Novità, riscoperte, rarità. La breve selezione letteraria – fatta pensando proprio al concetto di “outsiders” – privilegia le realtà maggiormente propense a stuzzicare l’interesse di un lettore onnivoro e curioso, magari desideroso di avventurarsi in qualche azzardo letterario… A cura di Alessio Moitre.
Due considerazioni, tanto per poter progredire senza strappi. Bisogna sunteggiare gli anni appena trascorsi come un riassetto di pensieri. Se non lo si facesse o lo si prendesse come un evenienza storica si finirebbe per passarci a volo, perdendosi ogni possibilità di comprensione. Ecco perché, ogni tanto, e in qualche mese opportuno, due riconsiderazioni non sono poi un male. Facciamoci il piacere di ridare le carte al nostro presente, tralasciando forse che non sempre sia stato onesto.
Francesco Filippi, “Noi però gli abbiamo fatto le strade”, Bollati Boringhieri
Vecchia, vecchia ma vecchia questione proprio non è. Lo stereotipo invece è pervicace, tanto da non esser nemmeno infastidito dalle documentate fonti. Torniamo al nostro passato e facciamoci il favore di non dovergli fare sconti. Perché eravamo diversi perché eravamo italiani o più che altro perché una certa, nostra immagine, ha deviato nel mito. Il testo dello storico Filippi riprende un mal di pancia che dovremmo analizzare ancora e ancora, perché a quanto pare non se ne è capita l’origine. Proprio come quei fastidi psicologici che hanno sempre un origine materiale.
Jill Abramson, “Mercanti di verità.
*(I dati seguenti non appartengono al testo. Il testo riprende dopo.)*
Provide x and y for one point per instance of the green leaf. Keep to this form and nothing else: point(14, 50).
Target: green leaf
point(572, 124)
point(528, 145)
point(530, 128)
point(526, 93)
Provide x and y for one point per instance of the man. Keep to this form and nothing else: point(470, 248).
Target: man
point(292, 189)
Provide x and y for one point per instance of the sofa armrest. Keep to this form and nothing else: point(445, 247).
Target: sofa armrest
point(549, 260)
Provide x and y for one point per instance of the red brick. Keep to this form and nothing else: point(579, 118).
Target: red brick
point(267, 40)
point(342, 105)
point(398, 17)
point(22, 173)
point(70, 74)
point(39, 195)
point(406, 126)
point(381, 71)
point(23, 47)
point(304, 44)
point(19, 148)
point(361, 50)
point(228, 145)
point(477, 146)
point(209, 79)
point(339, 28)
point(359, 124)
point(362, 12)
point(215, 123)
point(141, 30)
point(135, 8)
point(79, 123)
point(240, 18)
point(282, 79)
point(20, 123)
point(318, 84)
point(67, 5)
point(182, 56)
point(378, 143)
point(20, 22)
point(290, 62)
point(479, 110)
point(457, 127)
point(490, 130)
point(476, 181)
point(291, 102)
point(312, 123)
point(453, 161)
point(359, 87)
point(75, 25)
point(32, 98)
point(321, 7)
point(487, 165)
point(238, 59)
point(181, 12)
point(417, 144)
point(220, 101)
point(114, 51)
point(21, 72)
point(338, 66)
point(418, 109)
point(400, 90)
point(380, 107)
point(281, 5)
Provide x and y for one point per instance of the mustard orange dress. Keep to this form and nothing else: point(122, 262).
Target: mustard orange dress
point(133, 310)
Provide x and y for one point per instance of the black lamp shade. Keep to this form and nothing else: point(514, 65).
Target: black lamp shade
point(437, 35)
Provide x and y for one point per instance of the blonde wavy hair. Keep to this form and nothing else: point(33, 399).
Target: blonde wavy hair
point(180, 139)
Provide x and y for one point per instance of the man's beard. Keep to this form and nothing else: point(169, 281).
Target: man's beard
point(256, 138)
Il business delle notizie e la grande guerra dell’informazione”, Sellerio
La Abramson è innanzitutto la prima direttrice esecutiva del New York Times. È questo è un dato già da tenere in conto se si vuole analizzare il cambiamento nel mondo dell’informazione. Di seguito il libro che è un aiuto al pubblico per applicarsi convintamente al cambiamento che i media stanno subendo, non sempre esenti da colpe e portando noi tutti all’inevitabile conclusione con la possibile scomparsa della carta stampata. Succederà? Se ne parla da molto ma per ora siamo ancora all’edicola a cercare il quotidiano.
Michele Masneri, “Stile Alberto”, Quodlibet
L’omaggio ad Arbasino è giunto. Alla sua scrittura invero, ricca, variegata, snobbina ma perché è inevitabile, amorevole per i suoi ammiratori. La tecnica del nostro è stata una delle migliori del novecento ed è continuata come una delle vette della letteratura italiana. Tra passaggi di anni,di personaggi, d’incontri, di lavori e di libri, si costruisce l’impalcatura scrittoria di un grande maestro. Per gli amanti è un saggio salutare.
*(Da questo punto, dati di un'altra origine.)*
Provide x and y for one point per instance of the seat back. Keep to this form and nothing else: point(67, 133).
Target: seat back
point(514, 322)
Mario Avagliano, Marco Palmieri, “Paisà, Sciuscià e signorine”, Il Mulino
Penso, che noi, nordisti, di quel periodo: luglio 1943 – maggio 1945, al Sud, ne sappiamo nulla ma riteniamo che sia stato lo stesso che toccò alla generazione settentrionale. Di sicuro sbagliamo ed anche della grossa, tanto da essere ribattezzato da vari studiosi: “l’altro dopoguerra”. Andarci incontro, scoprendo speranze, violenze, atti e fatti, è un modo per ricongiungersi con una storia differente, amarognola nelle sue speranze ma tanto vitale da venire più volte ripresa ed aggiornata.
David Levi Strauss, “Perché crediamo alle immagini fotografiche”, Johan&Levi editore
Domanda, che anche se in forma diversa, mi sono posto spesso anche io. Ignoravo però che un mostro sacro come Strauss l’avesse affrontata, da modo suo per noi tutti. La verità alla prova del medium fotografico che lo riprende, lo adopera, lo interpreta anche se noi riteniamo lo scatto un’essenza di confessione. Il perché dare credito ancora alle immagini, è una tematica che non può non essere odierna, soprattutto alla luce della falsificazione a cui spesso corriamo a braccia spalancate.